Don Mancini Talks Chucky And Why He Made The Leap To TV

Don Mancini Talks Chucky And Why He Made The Leap To TV
Image: Brendan Meadows/SYFY

The Child’s Play franchise is making a leap to the small screen with its first TV show, Chucky. We’ve already been teased about what to expect from the show that premiers this week but this weekend we were lucky enough to hear what the creator himself, Don Mancini, has to say about Chucky.

Chucky is set after the seventh film Cult of Chucky and sees the murder-happy doll continue his reign of terror. The first episode of Chucky premiered at New York Comic Con (NYCC) over the weekend and judging by the reaction from the audience, we’re in for an epic television debut.

Don’t worry, this post doesn’t contain spoilers, Gizmodo Australia is yet to see any episodes.

Why Did Mancini Move Chucky to The Small Screen?

Mancini has been the brains behind Chucky for over 30 years. But what motivated him to create one of the most iconic horror slasher media franchise?

“I wanted to write a dark satire about how marketing can affect children – that was the original [idea] and that was when Cabbage Patch Kids were all the rage,” he said, speaking at NYCC.

Chucky has starred in seven movies, so why change it up and bring his terror to the small screen?
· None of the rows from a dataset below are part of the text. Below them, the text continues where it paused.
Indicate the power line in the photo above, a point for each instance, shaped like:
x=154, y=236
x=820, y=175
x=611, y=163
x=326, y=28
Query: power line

Although making a joke that nobody goes to the movies anymore, the inspiration actually came from Mancini’s time working on Hannibal.

“I started thinking about it when I was working on the TV show Hannibal … I was so amazed with the process of television and going into the writer’s room, it didn’t feel like work to me,” he said.

“I just liked the idea of inviting more people into the process, I knew it could elevate our franchise the way Brian Fuller was able to elevate Hannibal.

“I was also excited about having … eight hours of story to tell, because that would allow us to focus on character and relationships, to a degree that we’ve never been able to before.”

It also allowed Mancini to head down different storytelling avenues, such as the origin of Charles Le Ray.

This Time Teens Are In Chucky’s Sights

“I wanted to bring the franchise back to its Child’s Play roots and we hadn’t focused exclusively or substantially on kids in a while, but having done little kids already I thought that 14-15 year-olds would be super interesting, because people are at a really interesting time in their lives,” Mancini said.

“They’re finding themselves, and I just thought introducing Chucky into that mix could be really interesting.”

To some degree, there’s a lot more autobiographical elements in this series. Mancini seems to be making Chucky the ally we never knew we wanted.

“It was a great opportunity to give young gay fans representation and to see themselves on screen in a way that I wasn’t able to,” he said.

“I wanted to not only normalise that, and the notion of being gay, and gay romance, I wanted to make it cool.”

Chucky Brings Back The OGs

The eight-episode series will also feature Jennifer Tilly, original Chucky foe Alex Vincent and Brad Dourif as the voice of Chucky, among other series veterans. Tilly, who shared the NYCC stage with Mancini, said we can expect the originals to be back “in a big way” by about the fifth episode.

Mancini said it was important to him to have consistency.

“It’s a really unique situation and with Cult Of Chucky, I ended that movie deliberately on a series of cliff-hangers with the hope of setting up a TV show,” he said.

“Because I knew a TV series would be the perfect place to explore the ramifications of all of the cliff-hangers we left all of the characters at.”

Mancini didn’t rule out introducing Bride of Chucky to the series in the future.

“Keep watching,” he said. “You’ll see.”

According to Tilly, Chucky gets “so fucked up and twisted”.

Chucky premieres on USA and Syfy on October 12, and although we’re only a few days out, we’re still tracking down how you can watch in Australia.